The quickest way for me to explain why, as a Shyamalan hater, his movie's don't work for me, is that most of them expect me to contend with their human element. Like Spielberg, he expects us to recognize our own humanity in his characters, their families, their reality. But Shyamalan, not even remotely, does not understand how to articulate any of these things. He never offers any proof that he is anything but an alien observing us. He understands people as much as a 'keep hanging in there' cat poster understands the human condition. So when he lifts all of his influences from a Spielberg film, he only thinks to crib the most surface elements of the characters in them. Maybe, if I could engage with his work as camp, or as some kind of demented fever dream, or with at least a sense of humor at what a weirdo he is, I could give his early movies a pass. But from my perspective, only a movie like The Happening gives me this option of watching it from an emotional distance. I feel I might have permission to laugh at it (actually, probably not, but it's so weird and stupid I am taking that right for myself)
I agree with you that The Village probably isn't that much worse than Sixth Sense or Signs. I don't know why it gets excluded from their company by fans of those two much more popular films. In my eyes, they are about the same.
But, also from my eyes, all three are pretty bad movies. Regardless of the technical craft he frequently shows off, I just cringe when I watch them. They make me want to revoke his citizenship to this planet.
I agree with you that The Village probably isn't that much worse than Sixth Sense or Signs. I don't know why it gets excluded from their company by fans of those two much more popular films. In my eyes, they are about the same.
But, also from my eyes, all three are pretty bad movies. Regardless of the technical craft he frequently shows off, I just cringe when I watch them. They make me want to revoke his citizenship to this planet.
It's funny you make the Spielberg comparison because I think I may actually just be the flip side of your coin. I really loathe Spielberg for how much I feel like he overdoes "the human element". I find the rest of his filmmaking usually excellent, obviously, but I always find his sentimentality (and I don't just mean when the emotion is sentimental, I mean his sentimentality in portraying characters) nauseating. One of the things I like so much about Shyamalan's better work is the way he reigns in his actors to get quiet, measured performances that actually feel much more genuine to me than what Spielberg does. To me, getting subtlety out of Mel Gibson is a near-miracle. Honestly, until I saw Phoenix in Signs I hated him as an actor for his overracting (IMO). But Shyamalan got something believable out of him to me.
Just thinking as I type though, I think the reason that I liked Bridge Of Spies so much was that I got this overwhelming feeling that Spielberg/Hanks wasn't actually overdoing it for a change (a feeling I also got from Fiennes in Schindler's and of course Scheider/Shaw/Dreyfuss in Jaws before Spielberg was really putting his stamp on everything). It felt like there was genuine human subtlety to the characters and the performances instead of the usual Spielbergian toomuchery. Which unfortunately has come to define the work of so many other filmmakers.

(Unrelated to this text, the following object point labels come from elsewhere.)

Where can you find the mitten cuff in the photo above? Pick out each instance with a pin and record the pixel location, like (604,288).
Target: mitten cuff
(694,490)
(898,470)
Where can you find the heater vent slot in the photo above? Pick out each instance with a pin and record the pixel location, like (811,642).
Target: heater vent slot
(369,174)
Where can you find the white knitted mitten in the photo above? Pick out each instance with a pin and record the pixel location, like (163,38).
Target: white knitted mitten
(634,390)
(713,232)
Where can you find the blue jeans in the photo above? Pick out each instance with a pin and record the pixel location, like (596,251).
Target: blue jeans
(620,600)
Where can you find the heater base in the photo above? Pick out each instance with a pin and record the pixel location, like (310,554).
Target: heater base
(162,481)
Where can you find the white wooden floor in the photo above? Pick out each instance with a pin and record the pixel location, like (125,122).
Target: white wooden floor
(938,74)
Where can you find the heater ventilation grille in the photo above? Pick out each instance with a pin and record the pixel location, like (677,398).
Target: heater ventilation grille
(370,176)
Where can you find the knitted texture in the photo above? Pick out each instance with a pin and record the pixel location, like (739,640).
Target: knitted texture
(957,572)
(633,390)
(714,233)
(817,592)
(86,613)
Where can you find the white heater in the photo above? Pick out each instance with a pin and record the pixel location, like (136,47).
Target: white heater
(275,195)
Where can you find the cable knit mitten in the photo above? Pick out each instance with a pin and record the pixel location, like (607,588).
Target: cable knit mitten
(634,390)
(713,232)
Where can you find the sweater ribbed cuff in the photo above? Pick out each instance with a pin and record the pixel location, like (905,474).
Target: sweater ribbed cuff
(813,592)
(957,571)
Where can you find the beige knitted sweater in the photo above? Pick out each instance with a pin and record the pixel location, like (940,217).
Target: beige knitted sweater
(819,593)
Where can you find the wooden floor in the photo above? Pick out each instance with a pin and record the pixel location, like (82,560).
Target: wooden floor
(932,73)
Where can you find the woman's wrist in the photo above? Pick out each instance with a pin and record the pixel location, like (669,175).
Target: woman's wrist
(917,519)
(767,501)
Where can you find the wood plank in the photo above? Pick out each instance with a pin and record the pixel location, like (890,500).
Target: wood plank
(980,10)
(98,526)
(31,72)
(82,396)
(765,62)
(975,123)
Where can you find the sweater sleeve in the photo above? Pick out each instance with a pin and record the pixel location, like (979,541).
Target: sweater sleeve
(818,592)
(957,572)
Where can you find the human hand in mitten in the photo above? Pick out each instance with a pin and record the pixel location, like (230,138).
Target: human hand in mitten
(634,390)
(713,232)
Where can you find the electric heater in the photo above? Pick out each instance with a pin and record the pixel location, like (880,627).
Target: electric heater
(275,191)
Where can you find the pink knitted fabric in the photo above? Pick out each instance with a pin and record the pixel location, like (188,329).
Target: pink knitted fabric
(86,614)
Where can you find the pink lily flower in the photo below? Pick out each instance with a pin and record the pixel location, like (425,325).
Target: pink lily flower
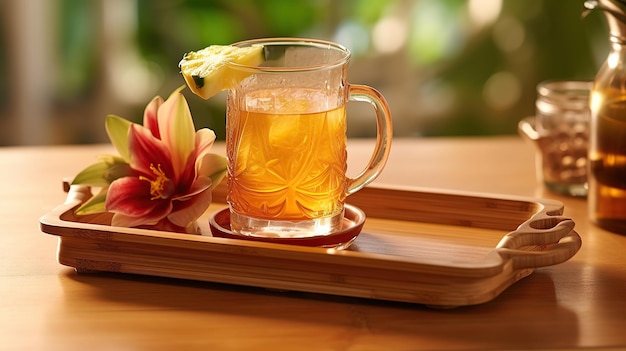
(167,184)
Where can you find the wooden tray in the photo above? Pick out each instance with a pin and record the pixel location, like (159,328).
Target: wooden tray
(429,247)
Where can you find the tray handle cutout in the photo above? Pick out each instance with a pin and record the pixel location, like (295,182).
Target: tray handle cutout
(544,240)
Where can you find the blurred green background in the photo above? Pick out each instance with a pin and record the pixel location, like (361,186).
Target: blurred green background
(446,67)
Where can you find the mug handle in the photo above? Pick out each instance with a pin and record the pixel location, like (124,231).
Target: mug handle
(384,133)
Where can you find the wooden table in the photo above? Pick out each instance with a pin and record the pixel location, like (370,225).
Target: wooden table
(46,306)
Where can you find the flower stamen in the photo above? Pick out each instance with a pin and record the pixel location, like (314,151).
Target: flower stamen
(158,185)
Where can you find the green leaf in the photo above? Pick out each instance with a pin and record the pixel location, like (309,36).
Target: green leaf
(93,175)
(104,172)
(117,128)
(95,204)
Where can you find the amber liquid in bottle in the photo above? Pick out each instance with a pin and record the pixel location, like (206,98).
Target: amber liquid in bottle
(607,165)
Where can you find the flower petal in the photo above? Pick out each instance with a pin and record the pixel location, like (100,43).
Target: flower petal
(150,116)
(148,151)
(130,197)
(186,212)
(177,130)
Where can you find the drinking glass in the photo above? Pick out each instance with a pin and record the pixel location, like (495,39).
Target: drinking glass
(286,139)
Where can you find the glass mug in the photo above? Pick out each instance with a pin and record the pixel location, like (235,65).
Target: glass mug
(286,139)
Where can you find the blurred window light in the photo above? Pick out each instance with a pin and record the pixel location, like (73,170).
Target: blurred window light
(502,90)
(353,36)
(483,12)
(509,34)
(436,33)
(389,34)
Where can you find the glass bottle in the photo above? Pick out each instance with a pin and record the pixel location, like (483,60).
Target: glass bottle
(607,149)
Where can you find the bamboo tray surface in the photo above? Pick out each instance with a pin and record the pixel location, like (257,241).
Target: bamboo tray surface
(437,248)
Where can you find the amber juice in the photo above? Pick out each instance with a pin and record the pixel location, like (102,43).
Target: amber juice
(607,181)
(286,161)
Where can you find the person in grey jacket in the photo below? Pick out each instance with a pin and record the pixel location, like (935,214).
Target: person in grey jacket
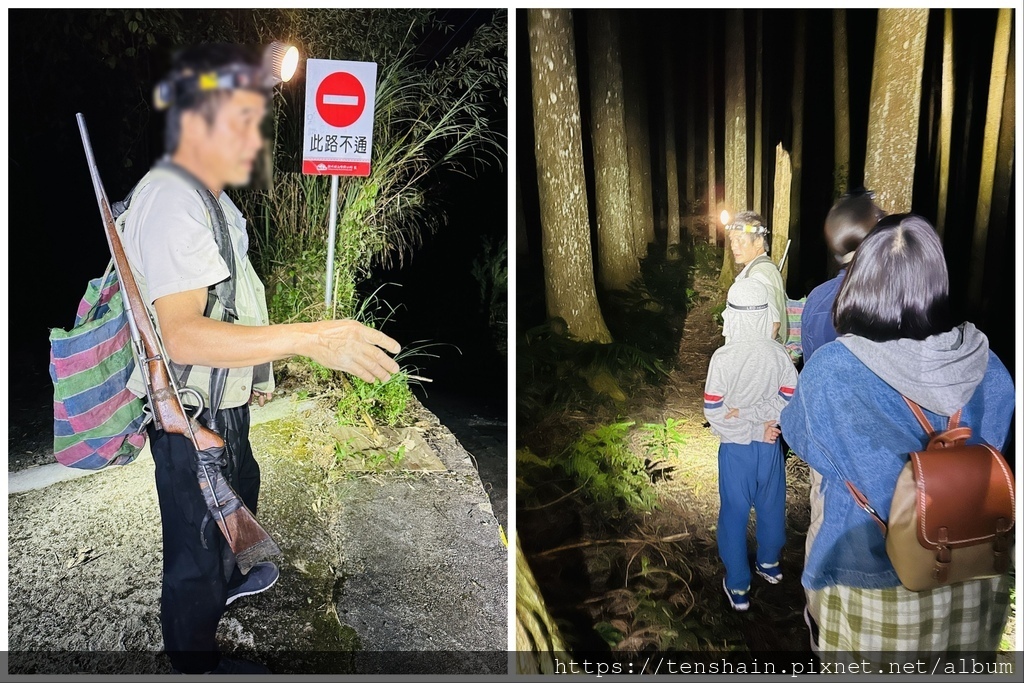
(750,380)
(750,241)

Again, I'm meandering here but you've made me think as I hadn't really compared the two before and I'm certainly NOT saying that Shyamalan is better than Spielberg so let's just get that off the table completely, but would I rather watch performances in Shyamalan movies than Spielberg movies? With a few exceptions, yeah, absolutely.
I certainly like your point that The Village isn't significantly worse than his "best" films even if you think his best films are total crap.
My days of defending Shyamalan are long over but my days of defending a specific subset of his films will likely never end.